QoS markings on packets are used to prioritize traffic. For priority traffic, if these markings are altered by a device in the network, a poor user experience can occur. APM can generate an alert if it detects that QoS markings are altered by a network device. An alert will be generated only if the following are true:
- the network path is configured with the QoS Settings field set to something other than “None”. It should be set to the QoS markings your application data uses so that the network treats AppNeta test packets the same as it does application packets.
- an alert profile with the QoS change condition configured is applied to the network path
- a QoS change is detected by the source monitoring point
For single-ended paths, QoS changes are detected using both ICMP and UDP messages as follows:
- An ICMP echo request is sent from the source monitoring point to the target.

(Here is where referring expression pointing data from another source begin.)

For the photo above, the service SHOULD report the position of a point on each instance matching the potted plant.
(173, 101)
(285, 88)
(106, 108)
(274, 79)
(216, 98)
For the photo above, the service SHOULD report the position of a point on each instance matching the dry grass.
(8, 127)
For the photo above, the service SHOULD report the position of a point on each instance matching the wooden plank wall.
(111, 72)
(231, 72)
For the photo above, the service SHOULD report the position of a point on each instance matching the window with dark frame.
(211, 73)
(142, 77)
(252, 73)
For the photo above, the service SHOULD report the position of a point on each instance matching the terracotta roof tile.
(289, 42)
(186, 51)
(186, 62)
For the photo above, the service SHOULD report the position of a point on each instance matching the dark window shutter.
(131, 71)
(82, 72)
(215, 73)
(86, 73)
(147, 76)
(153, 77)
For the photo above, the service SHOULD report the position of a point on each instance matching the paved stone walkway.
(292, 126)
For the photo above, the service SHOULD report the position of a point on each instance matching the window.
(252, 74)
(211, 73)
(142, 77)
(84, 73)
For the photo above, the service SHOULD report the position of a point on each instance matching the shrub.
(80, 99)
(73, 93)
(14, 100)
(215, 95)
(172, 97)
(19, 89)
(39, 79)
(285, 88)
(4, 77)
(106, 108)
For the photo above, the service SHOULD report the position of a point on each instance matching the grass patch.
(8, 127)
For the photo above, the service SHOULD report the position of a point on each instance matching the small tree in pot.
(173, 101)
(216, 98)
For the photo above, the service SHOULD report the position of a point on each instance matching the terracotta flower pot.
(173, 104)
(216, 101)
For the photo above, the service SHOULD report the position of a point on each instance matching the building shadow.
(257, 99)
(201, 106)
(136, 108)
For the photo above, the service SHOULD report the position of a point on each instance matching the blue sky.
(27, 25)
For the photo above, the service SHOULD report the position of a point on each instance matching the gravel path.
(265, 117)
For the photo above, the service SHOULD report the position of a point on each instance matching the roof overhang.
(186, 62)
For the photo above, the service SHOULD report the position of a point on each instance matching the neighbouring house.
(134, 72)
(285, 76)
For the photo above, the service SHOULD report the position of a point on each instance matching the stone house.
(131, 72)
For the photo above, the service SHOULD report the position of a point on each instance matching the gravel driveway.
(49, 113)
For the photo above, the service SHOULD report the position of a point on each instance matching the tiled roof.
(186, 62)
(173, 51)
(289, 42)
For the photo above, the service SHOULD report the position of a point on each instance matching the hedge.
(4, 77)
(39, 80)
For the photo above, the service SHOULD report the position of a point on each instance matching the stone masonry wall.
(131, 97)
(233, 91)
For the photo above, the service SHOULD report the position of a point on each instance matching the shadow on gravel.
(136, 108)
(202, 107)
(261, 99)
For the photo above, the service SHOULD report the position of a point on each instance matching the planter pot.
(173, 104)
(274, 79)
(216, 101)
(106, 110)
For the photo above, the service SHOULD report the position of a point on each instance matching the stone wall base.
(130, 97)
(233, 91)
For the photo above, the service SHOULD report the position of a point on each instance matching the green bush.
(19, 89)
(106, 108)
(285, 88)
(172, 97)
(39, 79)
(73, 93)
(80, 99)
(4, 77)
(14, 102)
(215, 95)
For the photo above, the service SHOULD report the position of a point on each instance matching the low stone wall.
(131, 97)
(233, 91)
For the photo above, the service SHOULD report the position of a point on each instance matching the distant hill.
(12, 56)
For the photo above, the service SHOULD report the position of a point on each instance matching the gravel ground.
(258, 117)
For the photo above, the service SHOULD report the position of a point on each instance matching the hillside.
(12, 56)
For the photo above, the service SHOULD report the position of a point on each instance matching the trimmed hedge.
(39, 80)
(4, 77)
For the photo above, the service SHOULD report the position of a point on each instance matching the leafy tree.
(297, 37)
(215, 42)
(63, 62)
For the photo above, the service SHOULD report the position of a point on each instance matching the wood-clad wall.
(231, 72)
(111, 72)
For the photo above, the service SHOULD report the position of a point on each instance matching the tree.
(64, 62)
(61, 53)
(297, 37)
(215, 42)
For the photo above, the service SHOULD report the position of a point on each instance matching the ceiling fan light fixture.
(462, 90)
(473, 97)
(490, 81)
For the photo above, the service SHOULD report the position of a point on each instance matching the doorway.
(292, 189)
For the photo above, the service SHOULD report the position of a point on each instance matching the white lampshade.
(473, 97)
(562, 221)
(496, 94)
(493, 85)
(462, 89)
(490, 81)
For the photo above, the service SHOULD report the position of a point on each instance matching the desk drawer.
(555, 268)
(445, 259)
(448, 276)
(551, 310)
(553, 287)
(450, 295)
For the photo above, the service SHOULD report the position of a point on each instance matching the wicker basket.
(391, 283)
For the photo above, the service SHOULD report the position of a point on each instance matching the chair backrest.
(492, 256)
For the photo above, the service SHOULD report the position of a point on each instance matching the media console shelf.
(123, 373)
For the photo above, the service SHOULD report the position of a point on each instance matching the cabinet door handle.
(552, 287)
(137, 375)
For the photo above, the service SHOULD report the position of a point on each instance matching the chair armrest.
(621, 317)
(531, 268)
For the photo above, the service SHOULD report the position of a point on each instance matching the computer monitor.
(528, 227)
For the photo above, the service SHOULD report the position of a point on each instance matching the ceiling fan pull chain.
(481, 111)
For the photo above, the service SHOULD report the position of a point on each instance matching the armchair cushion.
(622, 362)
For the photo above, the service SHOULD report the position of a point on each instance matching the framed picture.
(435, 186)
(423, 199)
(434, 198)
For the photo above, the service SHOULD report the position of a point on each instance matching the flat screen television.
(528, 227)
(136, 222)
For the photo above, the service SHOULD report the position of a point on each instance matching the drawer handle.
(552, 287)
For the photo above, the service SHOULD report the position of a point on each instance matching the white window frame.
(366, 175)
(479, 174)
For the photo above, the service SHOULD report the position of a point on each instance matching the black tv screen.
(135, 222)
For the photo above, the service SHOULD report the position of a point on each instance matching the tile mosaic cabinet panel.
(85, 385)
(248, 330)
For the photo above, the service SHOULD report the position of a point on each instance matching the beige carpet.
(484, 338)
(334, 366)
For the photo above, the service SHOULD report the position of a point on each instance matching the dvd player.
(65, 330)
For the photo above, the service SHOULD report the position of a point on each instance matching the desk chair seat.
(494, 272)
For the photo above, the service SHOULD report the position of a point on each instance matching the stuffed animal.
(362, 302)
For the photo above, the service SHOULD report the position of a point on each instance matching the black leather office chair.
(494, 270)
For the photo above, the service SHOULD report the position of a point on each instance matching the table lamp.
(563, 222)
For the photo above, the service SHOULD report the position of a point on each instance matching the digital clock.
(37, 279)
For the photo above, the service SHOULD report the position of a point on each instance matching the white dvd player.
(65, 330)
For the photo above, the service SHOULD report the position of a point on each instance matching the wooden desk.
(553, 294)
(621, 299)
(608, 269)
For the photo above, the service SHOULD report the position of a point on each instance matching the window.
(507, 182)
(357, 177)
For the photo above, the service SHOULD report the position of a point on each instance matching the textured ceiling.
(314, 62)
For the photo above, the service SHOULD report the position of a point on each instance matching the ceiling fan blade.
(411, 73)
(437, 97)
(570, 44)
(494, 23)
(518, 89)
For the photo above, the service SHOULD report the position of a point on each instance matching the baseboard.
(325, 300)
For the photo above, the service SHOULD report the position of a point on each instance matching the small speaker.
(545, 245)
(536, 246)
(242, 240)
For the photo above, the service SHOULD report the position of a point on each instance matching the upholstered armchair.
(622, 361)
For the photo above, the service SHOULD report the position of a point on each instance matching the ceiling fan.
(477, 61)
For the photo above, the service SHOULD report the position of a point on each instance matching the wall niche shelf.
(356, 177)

- An ICMP echo response is returned and the QoS markings on the response are evaluated:
- If they are the same as what was sent (the typical response) - all is good and no alert is generated.

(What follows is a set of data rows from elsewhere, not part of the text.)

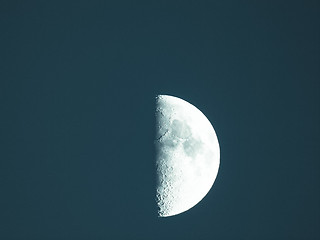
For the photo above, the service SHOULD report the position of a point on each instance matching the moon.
(187, 155)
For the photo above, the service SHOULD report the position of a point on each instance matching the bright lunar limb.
(187, 155)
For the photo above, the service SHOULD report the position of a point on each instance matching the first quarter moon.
(187, 155)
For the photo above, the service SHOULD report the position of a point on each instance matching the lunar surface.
(187, 155)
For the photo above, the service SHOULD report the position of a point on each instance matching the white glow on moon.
(188, 155)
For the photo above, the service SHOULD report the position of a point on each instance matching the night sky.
(78, 81)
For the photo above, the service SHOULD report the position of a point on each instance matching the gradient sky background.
(77, 87)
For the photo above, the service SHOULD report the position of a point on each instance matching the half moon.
(187, 155)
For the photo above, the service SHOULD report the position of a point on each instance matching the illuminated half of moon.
(187, 155)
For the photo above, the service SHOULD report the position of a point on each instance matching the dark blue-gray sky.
(77, 87)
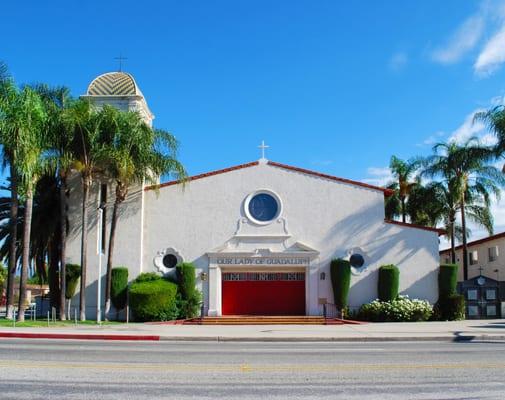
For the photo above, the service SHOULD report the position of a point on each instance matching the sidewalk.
(421, 331)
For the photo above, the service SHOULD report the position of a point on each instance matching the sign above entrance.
(263, 260)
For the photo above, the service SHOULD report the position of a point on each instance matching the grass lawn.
(43, 323)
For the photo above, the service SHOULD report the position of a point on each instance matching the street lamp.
(99, 252)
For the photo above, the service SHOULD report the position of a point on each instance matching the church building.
(261, 234)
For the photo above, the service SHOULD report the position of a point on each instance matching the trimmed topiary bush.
(189, 297)
(119, 287)
(147, 276)
(340, 271)
(153, 300)
(401, 309)
(389, 282)
(447, 280)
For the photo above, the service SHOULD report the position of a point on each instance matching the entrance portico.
(269, 274)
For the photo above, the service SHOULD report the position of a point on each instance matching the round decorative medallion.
(262, 207)
(166, 260)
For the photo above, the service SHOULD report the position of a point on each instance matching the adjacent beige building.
(485, 257)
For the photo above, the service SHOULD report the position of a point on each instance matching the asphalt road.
(40, 369)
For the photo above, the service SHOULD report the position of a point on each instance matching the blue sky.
(333, 86)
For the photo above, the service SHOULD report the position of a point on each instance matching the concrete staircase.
(263, 320)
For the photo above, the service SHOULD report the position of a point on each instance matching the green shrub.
(119, 287)
(341, 281)
(72, 275)
(447, 280)
(153, 300)
(401, 309)
(147, 277)
(189, 297)
(389, 282)
(450, 308)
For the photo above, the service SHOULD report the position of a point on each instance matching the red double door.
(258, 293)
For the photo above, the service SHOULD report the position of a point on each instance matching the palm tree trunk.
(453, 234)
(465, 246)
(84, 246)
(26, 254)
(404, 212)
(63, 243)
(112, 237)
(11, 273)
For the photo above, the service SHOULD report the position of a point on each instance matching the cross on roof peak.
(120, 59)
(263, 147)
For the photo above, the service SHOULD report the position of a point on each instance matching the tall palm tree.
(435, 204)
(87, 148)
(495, 121)
(403, 172)
(8, 95)
(137, 154)
(61, 159)
(466, 170)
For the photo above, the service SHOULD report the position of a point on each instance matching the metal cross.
(120, 59)
(263, 146)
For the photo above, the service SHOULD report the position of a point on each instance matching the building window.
(262, 207)
(474, 257)
(492, 253)
(471, 294)
(490, 294)
(103, 206)
(491, 311)
(473, 311)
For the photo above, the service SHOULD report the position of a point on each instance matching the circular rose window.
(263, 207)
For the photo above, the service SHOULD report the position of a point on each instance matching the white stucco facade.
(207, 221)
(204, 221)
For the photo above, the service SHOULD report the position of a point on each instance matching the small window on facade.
(492, 253)
(491, 311)
(471, 294)
(474, 257)
(490, 294)
(102, 205)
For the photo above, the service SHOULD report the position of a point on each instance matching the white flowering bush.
(402, 309)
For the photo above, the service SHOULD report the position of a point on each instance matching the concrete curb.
(291, 339)
(77, 336)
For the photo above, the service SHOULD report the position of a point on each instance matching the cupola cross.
(120, 59)
(263, 147)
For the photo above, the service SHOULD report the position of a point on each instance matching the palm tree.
(87, 150)
(8, 95)
(435, 204)
(61, 158)
(29, 169)
(495, 121)
(466, 171)
(403, 171)
(137, 154)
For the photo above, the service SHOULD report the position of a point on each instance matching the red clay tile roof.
(415, 226)
(478, 241)
(387, 192)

- If they are different than what was sent and are non-zero - a change took place somewhere on the path and an alert is generated
- If they are zero (i.e. cleared) - then, because some targets clear QoS markings in ICMP echo replies (and we do not want to generate an alert if the target clears the markings), we need the results of a UDP test. In this test, small UDP packets are sent to a random high port (most likely unused) at the target. The expectation is that the target will reply with an ICMP “Port Unreachable” message containing the header of the denied packet in its payload. The QoS markings in that header are then compared to the QoS markings that were sent to determine if they were altered on the outbound (source to target) path.

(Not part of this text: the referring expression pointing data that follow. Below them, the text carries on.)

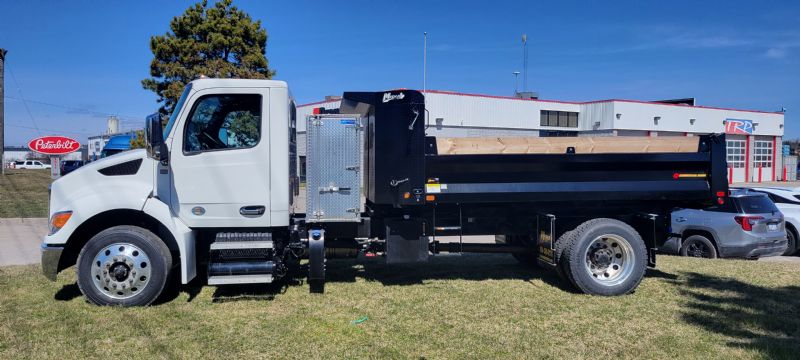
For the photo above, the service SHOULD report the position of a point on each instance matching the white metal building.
(753, 136)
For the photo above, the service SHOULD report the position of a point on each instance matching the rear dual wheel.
(602, 257)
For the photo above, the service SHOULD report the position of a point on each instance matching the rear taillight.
(747, 222)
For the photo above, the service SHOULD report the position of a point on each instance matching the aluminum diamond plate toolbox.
(333, 168)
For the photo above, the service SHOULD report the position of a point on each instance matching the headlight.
(58, 220)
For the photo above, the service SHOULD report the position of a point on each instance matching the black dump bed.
(403, 167)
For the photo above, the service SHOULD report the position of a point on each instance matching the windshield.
(756, 205)
(177, 110)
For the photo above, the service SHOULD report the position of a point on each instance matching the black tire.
(146, 245)
(561, 263)
(698, 246)
(611, 244)
(528, 258)
(792, 242)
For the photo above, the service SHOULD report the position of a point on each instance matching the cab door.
(219, 159)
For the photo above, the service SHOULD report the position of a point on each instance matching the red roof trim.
(317, 103)
(571, 102)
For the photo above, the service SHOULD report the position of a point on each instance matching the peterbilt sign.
(54, 145)
(739, 126)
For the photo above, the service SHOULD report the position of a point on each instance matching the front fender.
(87, 192)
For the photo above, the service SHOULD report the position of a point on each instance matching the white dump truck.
(215, 193)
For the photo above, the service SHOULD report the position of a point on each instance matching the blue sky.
(78, 61)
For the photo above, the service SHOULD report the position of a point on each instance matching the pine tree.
(220, 41)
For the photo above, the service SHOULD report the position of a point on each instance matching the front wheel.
(605, 257)
(123, 265)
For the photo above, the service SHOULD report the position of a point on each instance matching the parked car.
(68, 166)
(116, 145)
(32, 164)
(788, 202)
(748, 225)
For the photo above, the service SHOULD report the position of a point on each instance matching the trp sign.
(54, 145)
(739, 127)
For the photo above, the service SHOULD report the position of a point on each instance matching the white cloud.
(775, 53)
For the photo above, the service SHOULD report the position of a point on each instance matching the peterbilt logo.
(53, 145)
(389, 97)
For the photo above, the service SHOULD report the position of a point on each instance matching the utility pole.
(424, 61)
(524, 62)
(2, 110)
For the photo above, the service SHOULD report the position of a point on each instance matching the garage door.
(736, 160)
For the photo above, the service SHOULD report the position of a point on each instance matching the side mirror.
(156, 148)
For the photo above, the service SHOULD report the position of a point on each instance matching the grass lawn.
(23, 193)
(453, 307)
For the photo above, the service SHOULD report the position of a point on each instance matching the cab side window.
(220, 122)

- If the markings are different - a change took place somewhere on the outbound path and an alert is generated.
- If the markings are the same - we know that the markings were not altered on the outbound path so either the target or a device on the return path cleared the markings in the original ICMP echo response. Because we can’t distinguish between the two, the result is indeterminate and no alert is generated.
Note: Because the “Port Unreachable” check normally occurs every five minutes, if a QoS change violation occurs, it takes at least five minutes to clear.
For dual-ended paths, QoS changes are detected using only UDP messages. The source and target monitoring points are both configured to use the user-specified QoS value. So, if the target detects a QoS change in a packet it is sent, it informs the source and the source generates an alert. If the source detects a QoS change in incoming packets it also generates an alert.